Avec cet affreux carnage, Charlie, on a eu droit à l’émotion. A la fugace unanimité et aux invités émouvants sur les plateaux TV. Après l‘indignation, le grand frisson de la récupération !

 

Dis-moi Charlie, quelles leçons as-tu tiré de ce drame ? Et pour nos amis politiciens qu’en est-il ? Certes, une partie de la France a eu un sursaut, qui a vite sombré dans le pathos. Certes, le gouvernement se mobilise : il entend renforcer la surveillance et l’action policière. Une bonne chose, mais un peu tard. Il a même annoncé une action d’envergure à l’école, allant à la rescousse de la laïcité et de la citoyenneté. Plus de moyens, plus d’éducateurs, etc. On connaît la chanson… Comme si l’école pouvait solutionner tous nos maux. Tu vois Charlie, dans la vie, il n’y a pas plus difficile que la remise en question, pour les individus comme pour les sociétés. Une fois encore les événements le démontrent.

 

Tandis que les séismes des révolutions et contre révolutions secouent encore, et pour longtemps, une partie du monde arabo-musulman et que l’Islam, dans sa diversité, gronde sous les coups d’un conflit intérieur mondial entre le rigorisme rétrograde le plus dur (qui gagne du terrain) et les tentatives timides de modernisation religieuse, la France a décidé de continuer à suivre l’Otan.

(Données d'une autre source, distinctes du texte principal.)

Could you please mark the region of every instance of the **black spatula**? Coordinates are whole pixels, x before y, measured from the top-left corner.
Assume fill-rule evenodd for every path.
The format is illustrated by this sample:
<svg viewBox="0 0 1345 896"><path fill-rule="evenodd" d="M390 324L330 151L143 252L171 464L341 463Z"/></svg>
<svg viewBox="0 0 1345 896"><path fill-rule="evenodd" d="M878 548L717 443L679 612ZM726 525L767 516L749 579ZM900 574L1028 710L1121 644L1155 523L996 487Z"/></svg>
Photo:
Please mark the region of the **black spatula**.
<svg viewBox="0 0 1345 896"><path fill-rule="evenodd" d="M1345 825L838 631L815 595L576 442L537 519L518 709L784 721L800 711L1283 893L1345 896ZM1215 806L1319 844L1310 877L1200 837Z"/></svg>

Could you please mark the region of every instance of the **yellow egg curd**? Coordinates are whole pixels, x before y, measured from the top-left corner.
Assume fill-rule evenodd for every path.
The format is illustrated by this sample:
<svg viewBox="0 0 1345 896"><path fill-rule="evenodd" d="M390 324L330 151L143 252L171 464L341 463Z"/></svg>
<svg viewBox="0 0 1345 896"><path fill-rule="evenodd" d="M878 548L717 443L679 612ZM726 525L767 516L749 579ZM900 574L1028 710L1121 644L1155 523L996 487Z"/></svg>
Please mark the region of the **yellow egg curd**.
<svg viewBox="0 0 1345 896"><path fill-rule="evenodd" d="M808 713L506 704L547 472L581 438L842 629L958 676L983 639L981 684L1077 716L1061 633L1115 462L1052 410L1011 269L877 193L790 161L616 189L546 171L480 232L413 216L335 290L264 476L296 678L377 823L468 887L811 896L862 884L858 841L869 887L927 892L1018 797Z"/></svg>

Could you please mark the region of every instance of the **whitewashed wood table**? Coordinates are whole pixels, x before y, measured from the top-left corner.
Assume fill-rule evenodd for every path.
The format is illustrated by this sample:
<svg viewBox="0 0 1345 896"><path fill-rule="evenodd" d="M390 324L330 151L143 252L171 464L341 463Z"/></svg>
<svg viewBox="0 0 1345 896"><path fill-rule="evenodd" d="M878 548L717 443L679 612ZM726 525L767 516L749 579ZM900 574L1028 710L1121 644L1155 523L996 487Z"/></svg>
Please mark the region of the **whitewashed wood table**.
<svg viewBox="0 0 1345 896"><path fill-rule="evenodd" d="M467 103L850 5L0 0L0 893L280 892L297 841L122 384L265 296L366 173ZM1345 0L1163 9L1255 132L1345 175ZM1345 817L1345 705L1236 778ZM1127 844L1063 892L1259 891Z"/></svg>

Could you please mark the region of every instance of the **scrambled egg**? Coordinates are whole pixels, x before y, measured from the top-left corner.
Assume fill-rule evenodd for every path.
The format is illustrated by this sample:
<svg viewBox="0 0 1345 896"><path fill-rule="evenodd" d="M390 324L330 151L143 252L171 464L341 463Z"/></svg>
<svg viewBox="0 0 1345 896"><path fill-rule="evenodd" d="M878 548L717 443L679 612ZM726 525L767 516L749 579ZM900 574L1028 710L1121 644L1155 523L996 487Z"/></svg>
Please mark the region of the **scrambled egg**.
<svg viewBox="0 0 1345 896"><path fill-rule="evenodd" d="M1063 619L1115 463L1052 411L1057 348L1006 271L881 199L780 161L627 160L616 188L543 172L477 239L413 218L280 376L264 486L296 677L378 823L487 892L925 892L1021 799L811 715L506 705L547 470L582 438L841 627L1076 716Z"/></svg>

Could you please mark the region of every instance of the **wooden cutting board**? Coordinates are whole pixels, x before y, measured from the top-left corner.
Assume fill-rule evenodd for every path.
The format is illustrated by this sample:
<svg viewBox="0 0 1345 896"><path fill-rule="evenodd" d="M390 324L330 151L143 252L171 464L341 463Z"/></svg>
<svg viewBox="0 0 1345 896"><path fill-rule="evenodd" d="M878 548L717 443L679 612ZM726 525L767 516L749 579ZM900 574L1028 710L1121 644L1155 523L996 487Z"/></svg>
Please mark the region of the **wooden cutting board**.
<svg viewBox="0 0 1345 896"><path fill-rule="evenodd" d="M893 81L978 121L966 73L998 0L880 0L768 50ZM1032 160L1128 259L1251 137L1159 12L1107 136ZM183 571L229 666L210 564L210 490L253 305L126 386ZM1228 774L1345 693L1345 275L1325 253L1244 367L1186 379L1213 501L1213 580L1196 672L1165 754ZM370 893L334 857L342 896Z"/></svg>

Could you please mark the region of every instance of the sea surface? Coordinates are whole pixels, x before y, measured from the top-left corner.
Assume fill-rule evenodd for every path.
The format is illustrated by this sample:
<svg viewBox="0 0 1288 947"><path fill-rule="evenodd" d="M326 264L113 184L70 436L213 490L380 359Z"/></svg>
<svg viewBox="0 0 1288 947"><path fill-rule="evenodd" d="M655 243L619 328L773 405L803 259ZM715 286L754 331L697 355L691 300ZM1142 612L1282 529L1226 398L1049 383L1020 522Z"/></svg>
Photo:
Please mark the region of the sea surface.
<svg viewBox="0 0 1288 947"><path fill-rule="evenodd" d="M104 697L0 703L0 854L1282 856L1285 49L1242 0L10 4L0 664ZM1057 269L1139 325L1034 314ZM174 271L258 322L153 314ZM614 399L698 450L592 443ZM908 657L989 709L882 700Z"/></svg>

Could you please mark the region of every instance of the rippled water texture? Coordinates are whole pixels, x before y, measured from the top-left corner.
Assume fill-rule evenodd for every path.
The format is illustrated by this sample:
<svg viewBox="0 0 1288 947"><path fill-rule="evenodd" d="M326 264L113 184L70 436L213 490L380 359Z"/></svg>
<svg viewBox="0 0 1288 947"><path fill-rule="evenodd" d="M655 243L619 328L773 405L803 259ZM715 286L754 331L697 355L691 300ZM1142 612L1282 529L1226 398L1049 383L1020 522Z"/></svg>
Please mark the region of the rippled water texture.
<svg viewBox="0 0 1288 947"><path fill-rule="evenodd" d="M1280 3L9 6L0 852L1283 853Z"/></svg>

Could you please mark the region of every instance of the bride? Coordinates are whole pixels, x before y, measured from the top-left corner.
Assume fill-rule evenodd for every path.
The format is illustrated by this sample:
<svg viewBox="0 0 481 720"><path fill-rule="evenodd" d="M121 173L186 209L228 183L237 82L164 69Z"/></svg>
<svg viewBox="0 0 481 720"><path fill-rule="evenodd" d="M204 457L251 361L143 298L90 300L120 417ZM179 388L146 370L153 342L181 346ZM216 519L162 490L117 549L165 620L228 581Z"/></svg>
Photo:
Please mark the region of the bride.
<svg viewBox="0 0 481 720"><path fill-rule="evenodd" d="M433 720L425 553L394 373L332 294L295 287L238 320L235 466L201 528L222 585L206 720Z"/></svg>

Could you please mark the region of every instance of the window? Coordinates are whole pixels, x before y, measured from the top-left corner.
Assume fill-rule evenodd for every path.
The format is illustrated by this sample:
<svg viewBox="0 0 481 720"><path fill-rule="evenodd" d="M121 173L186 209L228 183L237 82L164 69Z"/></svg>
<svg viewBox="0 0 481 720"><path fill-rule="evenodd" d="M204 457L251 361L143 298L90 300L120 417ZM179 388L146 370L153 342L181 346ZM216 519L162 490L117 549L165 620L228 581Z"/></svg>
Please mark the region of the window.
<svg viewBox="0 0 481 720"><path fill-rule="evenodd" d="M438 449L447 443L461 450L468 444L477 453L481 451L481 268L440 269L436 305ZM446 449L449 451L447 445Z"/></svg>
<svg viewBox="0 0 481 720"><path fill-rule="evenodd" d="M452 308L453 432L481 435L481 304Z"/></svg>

Elle paraît oublier les hésitations de sa politique étrangère et les erreurs passées. Pourtant, Charlie, Ben Laden n’était-il pas la créature Frankenstein de l’Occident (de l’Amérique tout particulièrement) ? Et les pays du Golf ne soutiennent-ils pas indirectement ceux qui nous frappent ? Quoique, peu importe, finalement, car nous ne pesons rien face aux pétro dollars et aux fonds souverains. Il vaut sans doute mieux garder nos meilleurs ennemis plutôt que se priver de leur manne financière. Quant à nos participations guerrières pour lutter contre le terrorisme, ne ressemblent-elles pas à de l’huile que l’on verse sur un feu plutôt qu’à de l’eau pour l’éteindre ? Le mal étant fait, puisque que le terrorisme et le radicalisme islamistes sont là, peut-être est-il préférable finalement de le combattre par les armes avant qu’il ne se répande davantage, en dépit des effets pervers de nos bombes. Difficile pour moi de répondre avec certitude sur ce point. Mais voilà des questions qui mériteraient d’être publiquement clarifiées.

 

Une autre question, Charlie, me brûle les lèvres : la liberté d’expression depuis ton agression est-elle mieux défendue ? Non, bien sûr, puisque les opinions qui dérangent n’ont toujours guère droit de cité. Toutes les opinions, même les pires, devraient pouvoir être discutées. La liberté d’expression, Charlie, va au-delà de tes caricatures. Or, comment ne pas donner le sentiment d’un deux poids deux mesures à une certaine jeunesse si l’incitation à la haine sert de prétexte à la censure ! Depuis des années, Charlie, cette façon de faire attise les chardons sur lesquels nous marchons.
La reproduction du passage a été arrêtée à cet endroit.